2. Li, P., Shi, R., and Zhang, Q.C. (2020). icSHAPE-pipe: A comprehensive toolkit for icSHAPE data analysis and evaluation. Methods 178, 96-103.
3. Sun, L., Xu, K., Huang, W., Yang, Y.T., Li, P., Tang, L., Xiong, T., and Zhang, Q.C. (2021). Predicting dynamic cellular protein-RNA interactions by deep learning using in vivo RNA structures. Cell Res, 31, 495-516.
4. Van Nostrand, E.L., Freese, P., Pratt, G.A., Wang, X., Wei, X., Xiao, R., Blue, S.M., Chen, J.Y., Cody, N.A.L., Dominguez, D., et al. (2020). A large-scale binding and functional map of human RNA-binding proteins. Nature 583, 711-719.
5. Wattenberg, D.S.a.N.T.a.B.K.a.F.B.V.e.g.a.M. (2017). SmoothGrad: removing noise by adding noise. ArXiv abs/1706.03825.
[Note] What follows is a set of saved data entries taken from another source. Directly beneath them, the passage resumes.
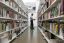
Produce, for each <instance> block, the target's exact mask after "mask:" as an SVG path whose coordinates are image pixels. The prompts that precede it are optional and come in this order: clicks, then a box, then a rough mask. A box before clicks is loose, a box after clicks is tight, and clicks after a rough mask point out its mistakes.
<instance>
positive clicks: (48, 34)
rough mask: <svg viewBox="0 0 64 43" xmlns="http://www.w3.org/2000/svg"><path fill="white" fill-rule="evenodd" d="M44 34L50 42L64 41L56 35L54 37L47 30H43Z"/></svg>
mask: <svg viewBox="0 0 64 43" xmlns="http://www.w3.org/2000/svg"><path fill="white" fill-rule="evenodd" d="M44 34H45V36H46V37H47V38H48V39H49V41H50V42H51V43H64V41H63V40H60V39H58V37H56V36H55V35H53V34H52V33H50V32H48V31H47V30H44Z"/></svg>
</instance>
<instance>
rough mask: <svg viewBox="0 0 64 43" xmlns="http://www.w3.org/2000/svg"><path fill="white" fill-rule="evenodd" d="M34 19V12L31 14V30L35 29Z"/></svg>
mask: <svg viewBox="0 0 64 43" xmlns="http://www.w3.org/2000/svg"><path fill="white" fill-rule="evenodd" d="M33 20H35V19H33V14H31V17H30V29H31V30H34V25H33Z"/></svg>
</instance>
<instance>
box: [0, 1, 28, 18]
mask: <svg viewBox="0 0 64 43" xmlns="http://www.w3.org/2000/svg"><path fill="white" fill-rule="evenodd" d="M0 5H1V6H3V7H5V8H6V9H8V10H12V11H13V12H15V13H17V14H19V15H22V14H20V13H19V12H18V11H16V10H15V9H14V8H13V7H10V6H8V5H7V4H5V2H0ZM22 16H23V17H25V18H27V16H25V15H22Z"/></svg>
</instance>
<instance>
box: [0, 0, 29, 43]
mask: <svg viewBox="0 0 64 43" xmlns="http://www.w3.org/2000/svg"><path fill="white" fill-rule="evenodd" d="M18 3H19V2H16V0H0V43H10V42H11V41H13V40H14V39H15V38H16V37H17V36H18V35H20V34H21V33H22V32H24V30H26V29H27V27H28V22H27V21H28V16H27V14H28V13H27V14H26V13H25V11H24V10H23V8H21V7H20V6H19V4H18Z"/></svg>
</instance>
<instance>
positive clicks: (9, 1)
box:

6. Zarnegar, B.J., Flynn, R.A., Shen, Y., Do, B.T., Chang, H.Y., and Khavari, P.A. (2016). irCLIP platform for efficient characterization of protein-RNA interactions. Nature methods 13, 489-492.
7. Zhu, Y., Xu, G., Yang, Y.T., Xu, Z., Chen, X., Shi, B., Xie, D., Lu, Z.J., and Wang, P. (2019). POSTAR2: deciphering the post-transcriptional regulatory logics. Nucleic acids research 47, D203-D211.